Black Friday is an agent with American Military Intelligence.
His real name is, or was, Lee Ainsley. We know this because in the opening panels of the first of the two issues featuring this "mysterious" secret agent, he is identified right after being gunned down and killed. Though the newsboy shouting the story of the murder clearly says "Ansley" (sic) and at Intelligence Headquarters someone talks of how "Lee Ansley" (sic) was murdered, at the end of the tale, Black Friday refers to himself as "Ainsley". He would know better so we go with that spelling instead of the first two misspellings.

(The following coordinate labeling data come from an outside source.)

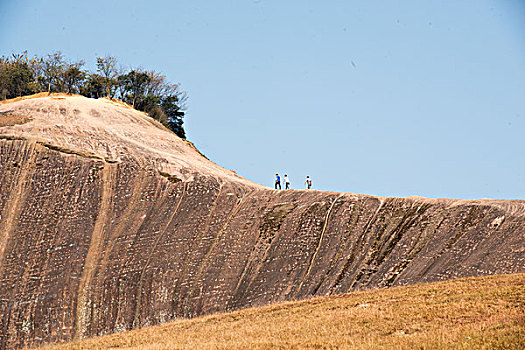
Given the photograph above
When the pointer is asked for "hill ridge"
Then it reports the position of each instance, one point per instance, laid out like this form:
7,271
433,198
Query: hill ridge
90,247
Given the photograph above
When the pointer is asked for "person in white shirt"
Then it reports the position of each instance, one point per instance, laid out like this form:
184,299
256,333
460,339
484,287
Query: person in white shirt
308,182
286,182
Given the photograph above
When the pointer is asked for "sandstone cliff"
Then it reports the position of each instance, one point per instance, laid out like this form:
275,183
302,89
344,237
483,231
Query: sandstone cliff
110,222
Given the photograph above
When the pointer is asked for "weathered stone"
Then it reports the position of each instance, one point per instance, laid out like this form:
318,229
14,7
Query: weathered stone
109,222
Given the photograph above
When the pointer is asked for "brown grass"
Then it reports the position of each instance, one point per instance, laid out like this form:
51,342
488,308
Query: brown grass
475,313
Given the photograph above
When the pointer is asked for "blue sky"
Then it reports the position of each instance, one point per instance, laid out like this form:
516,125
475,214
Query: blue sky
392,98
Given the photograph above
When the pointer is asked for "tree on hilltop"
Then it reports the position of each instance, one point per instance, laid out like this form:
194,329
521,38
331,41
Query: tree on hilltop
147,91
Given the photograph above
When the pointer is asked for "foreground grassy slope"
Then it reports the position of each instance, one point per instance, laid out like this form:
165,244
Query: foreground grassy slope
474,313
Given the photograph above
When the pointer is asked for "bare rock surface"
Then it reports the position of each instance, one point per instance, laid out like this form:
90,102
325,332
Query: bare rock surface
110,222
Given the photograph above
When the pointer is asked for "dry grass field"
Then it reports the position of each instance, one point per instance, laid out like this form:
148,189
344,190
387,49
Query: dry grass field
474,313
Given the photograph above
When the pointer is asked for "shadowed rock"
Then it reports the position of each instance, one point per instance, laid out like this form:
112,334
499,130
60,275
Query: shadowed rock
110,222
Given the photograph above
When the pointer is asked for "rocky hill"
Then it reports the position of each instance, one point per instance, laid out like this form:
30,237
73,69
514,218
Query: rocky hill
109,222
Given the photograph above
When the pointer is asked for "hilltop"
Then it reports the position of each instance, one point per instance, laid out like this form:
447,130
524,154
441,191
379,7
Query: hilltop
109,222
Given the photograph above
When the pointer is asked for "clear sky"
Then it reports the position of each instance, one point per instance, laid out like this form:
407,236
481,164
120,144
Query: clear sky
392,98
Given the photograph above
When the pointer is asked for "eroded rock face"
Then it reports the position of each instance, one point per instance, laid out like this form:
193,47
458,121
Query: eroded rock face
103,231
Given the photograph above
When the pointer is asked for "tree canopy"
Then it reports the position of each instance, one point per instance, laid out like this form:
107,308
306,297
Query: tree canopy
145,90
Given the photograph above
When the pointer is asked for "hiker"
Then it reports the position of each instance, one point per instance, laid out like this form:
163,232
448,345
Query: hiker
286,182
308,182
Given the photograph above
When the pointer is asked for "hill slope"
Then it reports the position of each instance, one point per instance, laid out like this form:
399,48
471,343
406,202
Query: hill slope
109,222
476,313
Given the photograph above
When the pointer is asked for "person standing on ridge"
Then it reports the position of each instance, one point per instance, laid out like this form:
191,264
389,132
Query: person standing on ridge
308,182
286,182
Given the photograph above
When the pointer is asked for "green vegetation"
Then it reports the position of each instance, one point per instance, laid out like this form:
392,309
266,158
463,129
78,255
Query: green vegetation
472,313
147,91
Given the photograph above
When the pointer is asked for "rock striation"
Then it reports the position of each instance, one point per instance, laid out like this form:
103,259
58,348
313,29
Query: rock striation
110,222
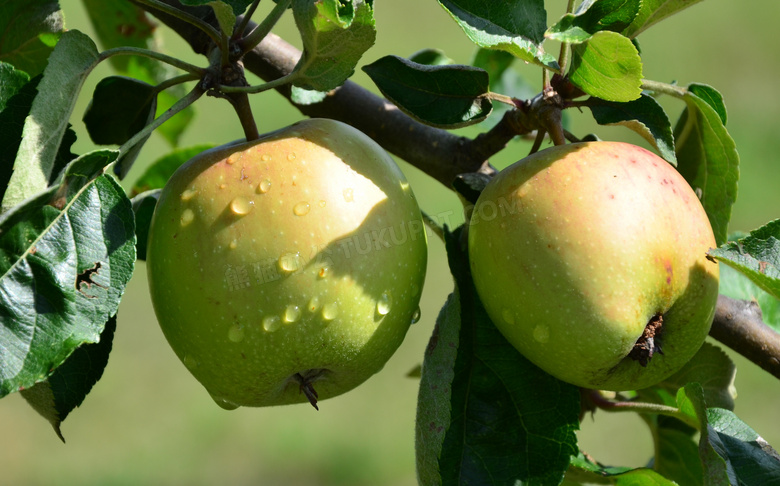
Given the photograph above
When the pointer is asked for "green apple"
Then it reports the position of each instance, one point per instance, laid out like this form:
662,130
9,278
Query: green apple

Obviously despite the headlines, he was not really killed. There is some doubt whether he was shot at all because he later tells his boss that "with the help of a famous doctor and a faked death certificate", he did not die. Did that mean he was injured and saved by the doctor or that the doctor was used to fill out the fake certificate. The latter seems the more likely because when he shows up as Black Friday a day or two afterwards, he is quite fine and remarkably agile. That raises a question as to who did the shooting and was it down by the bad guys who just missed or by an unnamed confederate of Ainsley helping set up the deception. That is never asked thus never explained and obviously not important.
Why Ainsley/Black Friday felt it was necessary to kill himself off and become the alter-ego is another thing that is never brought up. Black Friday just suddenly is a scourge of the Nazi underground at work in the Eastern American shores. When he meets with Colonel Runavan in the "Office of the Military Intelligence" he explains that Ainsley is gone and he would continue to fight the good fight as Black Friday.
One might think with a sobriquet like Black Friday the person using it would be wearing some sort of costume but not Ainsley, unless you count the very large cravat he sports at all times. He is without a doubt quite dapper in his dress and in his manner but his attitude towards the saboteurs and killers he goes after is anything but gentile. There is no hesitation to letting the Nazi scum taste "American lead".
Why "Black" and why "Friday" is not asked nor answered although a page from a desk calendar indicating Friday 13 is shown on the opening page.
Who Ainsley was before he became Black Friday is never revealed. Considering Black Friday was not around for more than two adventures, we know next to nothing about it.